Apenas poucos direitos previstos em alguns incisos não passaram para o acervo dos direitos do trabalhador doméstico, por impossibilidade de aplicação, ou outra razão. São eles: piso salarial proporcional à extensão e à complexidade do trabalho; salário-família pago em razão do dependente do trabalhador de baixa renda nos termos da lei; jornada de seis horas para o trabalho realizado em turnos ininterruptos de revezamento, salvo negociação coletiva; proteção do mercado de trabalho da mulher, mediante incentivos específicos, nos termos da lei; adicional de remuneração para as atividades penosas, insalubres ou perigosas, na forma da lei; proteção em face da automação, na forma da lei; ação, quanto aos créditos resultantes das relações de trabalho, com prazo prescricional de cinco anos para os trabalhadores urbanos e rurais, até o limite de dois anos após a extinção do contrato de trabalho; proibição de distinção entre trabalho manual, técnico e intelectual ou entre os profissionais respectivos; igualdade de direitos entre o trabalhador com vínculo empregatício permanente e o trabalhador avulso.
2.4 A diferença de tratamento jurídico após o advento da EC 72/2013 e a aplicabilidade dos direitos reconhecidos
Diante da modificação legislativa, é necessário ressaltar acerca da diferença de tratamento jurídico empregado à classe trabalhadora doméstica após do advento da EC 72/2013.
É preciso deixar claro que dentre o rol dos novos direitos reconhecidos existem direitos de eficácia plena, que independem de normas reguladoras posteriores, bem como, direitos de eficácia contida, ou seja, que dependem de regulamentação (Leis, Decretos, Portarias, etc), estabelecendo regras a fim de que a lei maior possa ser satisfeita.
De imediato, os empregadores domésticos passaram a observar os direitos de eficácia plena dos incisos VII, X, XIII, XVI, XXII, XXVI, XXX, XXXI e XXXIII. Tais incisos têm aplicação imediata, independendo de qualquer regulamentação infraconstitucional.

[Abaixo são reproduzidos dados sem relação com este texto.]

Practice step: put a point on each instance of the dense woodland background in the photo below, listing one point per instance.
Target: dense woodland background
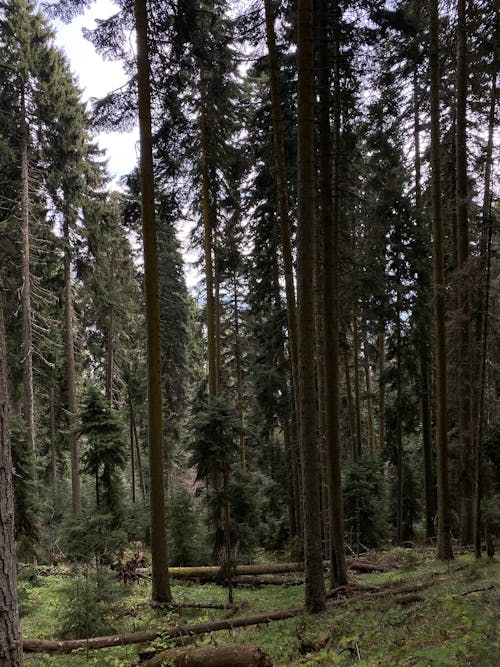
(335, 372)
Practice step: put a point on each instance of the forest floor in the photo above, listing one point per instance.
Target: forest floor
(451, 617)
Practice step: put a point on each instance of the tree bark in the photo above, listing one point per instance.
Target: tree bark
(444, 550)
(483, 325)
(281, 182)
(223, 655)
(464, 296)
(330, 213)
(10, 632)
(71, 372)
(315, 585)
(161, 587)
(213, 384)
(27, 349)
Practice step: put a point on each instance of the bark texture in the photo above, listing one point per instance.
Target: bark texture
(10, 633)
(161, 587)
(223, 655)
(315, 585)
(444, 550)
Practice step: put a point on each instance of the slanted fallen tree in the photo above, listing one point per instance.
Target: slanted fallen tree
(48, 646)
(223, 655)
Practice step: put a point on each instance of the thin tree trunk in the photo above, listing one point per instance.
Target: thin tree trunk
(444, 550)
(281, 181)
(423, 336)
(207, 245)
(381, 390)
(71, 373)
(464, 296)
(27, 360)
(52, 437)
(160, 580)
(330, 212)
(11, 654)
(111, 341)
(239, 376)
(399, 433)
(314, 585)
(369, 402)
(357, 397)
(350, 404)
(483, 323)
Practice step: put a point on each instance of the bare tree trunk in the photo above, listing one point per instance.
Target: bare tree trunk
(424, 343)
(281, 181)
(350, 404)
(11, 652)
(330, 213)
(368, 384)
(207, 244)
(239, 375)
(381, 390)
(52, 438)
(314, 586)
(71, 373)
(444, 550)
(357, 397)
(27, 360)
(159, 561)
(111, 340)
(483, 322)
(464, 296)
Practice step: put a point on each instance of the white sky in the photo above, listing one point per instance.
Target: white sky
(97, 77)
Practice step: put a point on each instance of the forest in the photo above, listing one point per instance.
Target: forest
(249, 393)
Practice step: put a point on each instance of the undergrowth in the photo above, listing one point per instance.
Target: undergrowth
(453, 622)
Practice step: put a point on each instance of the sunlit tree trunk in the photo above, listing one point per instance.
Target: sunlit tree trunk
(329, 218)
(381, 390)
(464, 296)
(71, 372)
(159, 561)
(444, 550)
(11, 650)
(314, 583)
(27, 359)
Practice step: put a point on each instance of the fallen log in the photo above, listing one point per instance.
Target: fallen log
(224, 655)
(248, 580)
(365, 568)
(212, 572)
(69, 645)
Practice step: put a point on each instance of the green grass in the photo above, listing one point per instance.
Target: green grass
(443, 627)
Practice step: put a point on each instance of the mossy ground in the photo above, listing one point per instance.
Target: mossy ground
(455, 621)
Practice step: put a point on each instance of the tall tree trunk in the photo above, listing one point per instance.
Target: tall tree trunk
(369, 401)
(483, 319)
(159, 561)
(464, 296)
(27, 360)
(314, 586)
(71, 373)
(11, 649)
(350, 403)
(381, 389)
(399, 429)
(207, 244)
(444, 550)
(423, 336)
(281, 181)
(239, 374)
(330, 212)
(52, 439)
(357, 393)
(111, 340)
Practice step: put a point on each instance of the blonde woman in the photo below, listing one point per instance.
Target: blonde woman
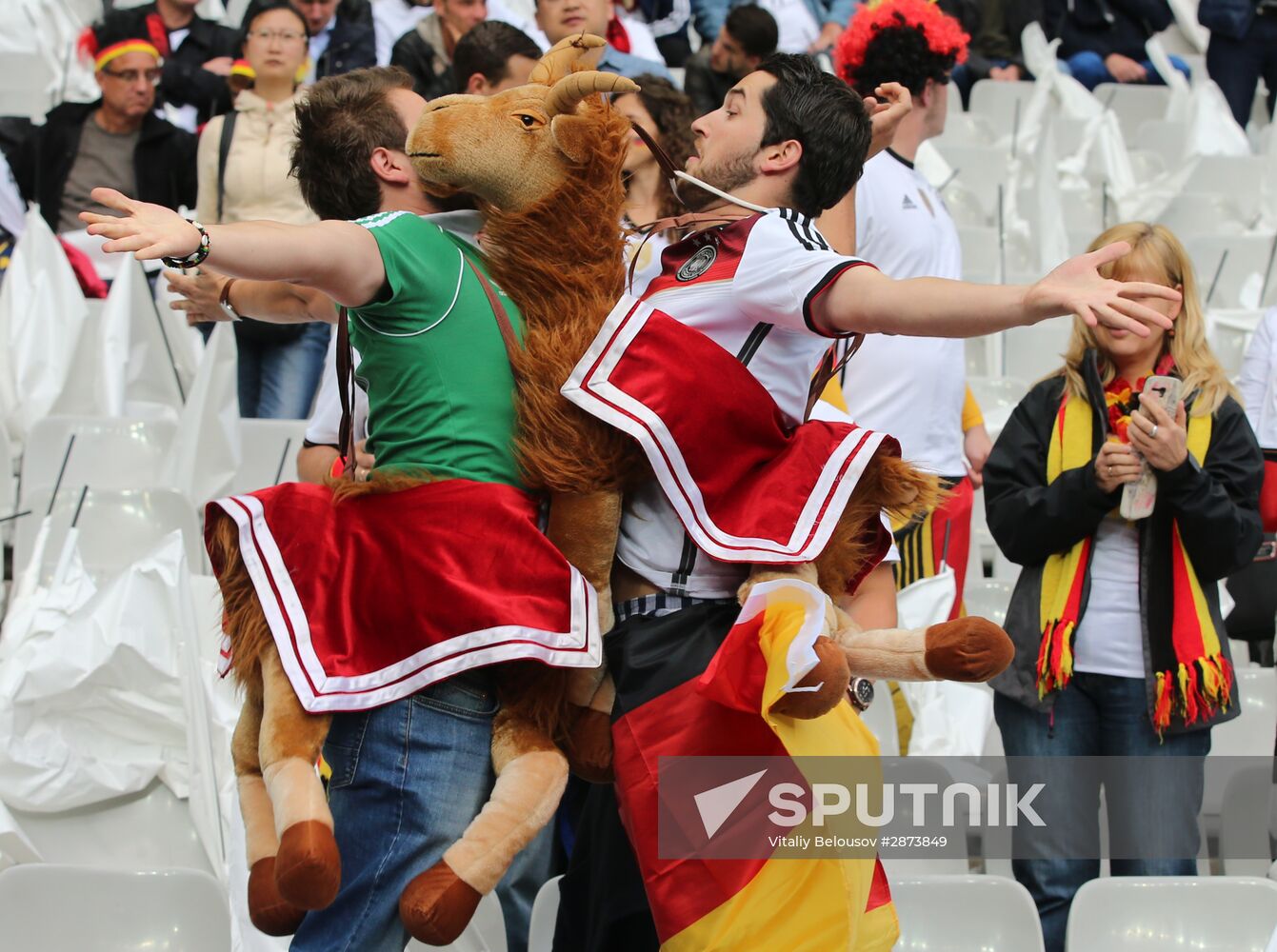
(1120, 645)
(244, 176)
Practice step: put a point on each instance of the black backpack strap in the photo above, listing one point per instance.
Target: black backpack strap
(224, 149)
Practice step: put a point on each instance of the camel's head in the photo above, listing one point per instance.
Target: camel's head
(519, 147)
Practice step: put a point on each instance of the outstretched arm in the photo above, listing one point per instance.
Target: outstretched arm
(339, 258)
(868, 302)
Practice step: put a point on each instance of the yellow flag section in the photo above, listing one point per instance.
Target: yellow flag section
(798, 905)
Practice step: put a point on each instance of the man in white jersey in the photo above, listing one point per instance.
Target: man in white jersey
(789, 141)
(913, 387)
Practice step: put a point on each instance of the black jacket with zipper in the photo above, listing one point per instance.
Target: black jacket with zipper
(164, 161)
(1213, 501)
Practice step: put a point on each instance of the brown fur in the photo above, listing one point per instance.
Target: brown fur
(562, 262)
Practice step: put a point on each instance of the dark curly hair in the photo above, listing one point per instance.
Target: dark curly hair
(673, 113)
(899, 41)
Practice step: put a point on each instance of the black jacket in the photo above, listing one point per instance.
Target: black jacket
(164, 161)
(1214, 505)
(352, 44)
(1106, 26)
(186, 82)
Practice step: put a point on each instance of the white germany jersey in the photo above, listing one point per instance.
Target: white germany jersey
(912, 387)
(748, 286)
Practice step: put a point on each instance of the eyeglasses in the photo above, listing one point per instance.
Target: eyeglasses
(284, 36)
(131, 75)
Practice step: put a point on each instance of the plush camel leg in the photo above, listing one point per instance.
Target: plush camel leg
(963, 649)
(531, 774)
(830, 677)
(307, 868)
(584, 527)
(269, 910)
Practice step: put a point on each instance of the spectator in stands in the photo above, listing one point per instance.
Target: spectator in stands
(1254, 587)
(197, 59)
(1102, 41)
(1243, 49)
(116, 142)
(426, 51)
(560, 19)
(491, 57)
(805, 26)
(343, 36)
(913, 388)
(995, 45)
(746, 38)
(1138, 665)
(244, 162)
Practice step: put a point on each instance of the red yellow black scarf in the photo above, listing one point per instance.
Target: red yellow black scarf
(1193, 677)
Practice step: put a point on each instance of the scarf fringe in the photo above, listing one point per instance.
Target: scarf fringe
(1195, 690)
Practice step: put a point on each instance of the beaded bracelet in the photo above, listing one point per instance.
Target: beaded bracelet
(193, 259)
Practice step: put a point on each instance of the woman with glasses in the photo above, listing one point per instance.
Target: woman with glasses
(244, 161)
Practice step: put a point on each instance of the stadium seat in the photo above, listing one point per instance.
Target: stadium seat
(108, 453)
(1206, 914)
(965, 913)
(1134, 105)
(116, 527)
(46, 906)
(269, 453)
(540, 932)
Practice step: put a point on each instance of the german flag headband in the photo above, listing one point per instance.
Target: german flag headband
(116, 50)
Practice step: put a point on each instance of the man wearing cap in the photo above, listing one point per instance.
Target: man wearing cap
(116, 141)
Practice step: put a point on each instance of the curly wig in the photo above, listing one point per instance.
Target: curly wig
(899, 41)
(673, 113)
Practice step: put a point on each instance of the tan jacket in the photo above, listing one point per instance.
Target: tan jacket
(258, 184)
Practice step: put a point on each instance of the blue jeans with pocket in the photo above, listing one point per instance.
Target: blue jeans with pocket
(407, 782)
(1100, 715)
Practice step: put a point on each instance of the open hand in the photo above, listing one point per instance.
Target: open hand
(1157, 437)
(887, 108)
(1077, 288)
(150, 231)
(1116, 466)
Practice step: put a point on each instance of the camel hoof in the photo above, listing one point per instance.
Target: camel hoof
(269, 911)
(833, 675)
(308, 866)
(967, 649)
(437, 905)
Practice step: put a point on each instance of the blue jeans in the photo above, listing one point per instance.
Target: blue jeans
(407, 782)
(279, 381)
(1101, 716)
(1088, 68)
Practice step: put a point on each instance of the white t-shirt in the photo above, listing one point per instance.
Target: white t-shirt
(912, 387)
(1109, 638)
(753, 302)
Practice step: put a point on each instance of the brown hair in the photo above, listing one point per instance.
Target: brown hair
(340, 123)
(1156, 255)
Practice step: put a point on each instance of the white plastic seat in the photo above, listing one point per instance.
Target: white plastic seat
(1134, 104)
(108, 453)
(1206, 914)
(965, 913)
(269, 453)
(540, 930)
(45, 906)
(116, 527)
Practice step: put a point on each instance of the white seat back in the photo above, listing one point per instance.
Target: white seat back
(1206, 914)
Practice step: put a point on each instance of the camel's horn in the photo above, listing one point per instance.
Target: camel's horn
(572, 89)
(557, 63)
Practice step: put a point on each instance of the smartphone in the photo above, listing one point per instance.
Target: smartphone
(1139, 498)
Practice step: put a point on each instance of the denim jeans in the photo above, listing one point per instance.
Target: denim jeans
(1088, 68)
(279, 381)
(1101, 716)
(407, 782)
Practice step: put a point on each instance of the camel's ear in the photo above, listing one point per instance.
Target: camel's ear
(572, 135)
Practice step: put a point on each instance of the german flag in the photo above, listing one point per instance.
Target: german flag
(700, 682)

[...] a previsão na Constituição Federal é bastante, por si só, para fazer valer, de forma imediata, os direitos ao salário mínimo, à irredutibilidade e proteção salarial, ao décimo terceiro salário, à limitação da jornada de trabalho, às horas extras, às férias, à licença-maternidade, à licença-paternidade, ao aviso prévio proporcional, à redução dos riscos inerentes ao trabalho, à aposentadoria, ao reconhecimento das convenções e acordos coletivos, à proteção contra discriminação, e à proteção do trabalho do menor (ROCHA, 2013).
Os incisos constantes na segunda parte do § 1º do artigo 7º, quais sejam I, II, III, IX, XII, XXV e XXVIII, entretanto, dependem de regulamentação infraconstitucional. Os direitos ali elencados dependem não só da existência da relação de emprego, mas também de políticas públicas do Estado para sua implementação. Tais direitos são: indenização compensatória, dentre outros direitos, no caso de despedida arbitrária ou sem justa causa; seguro-desemprego, em caso de desemprego involuntário; obrigatoriedade do recolhimento do fundo de garantia do tempo de serviço; adicional noturno; salário-família pago em razão do dependente do trabalhador de baixa renda; assistência gratuita aos filhos e dependentes desde o nascimento até 5 (cinco) anos de idade em creches e pré-escolas (auxílio creche); e, seguro contra acidentes de trabalho, a cargo do empregador, sem excluir a indenização a que este está obrigado, quando incorrer em dolo ou culpa.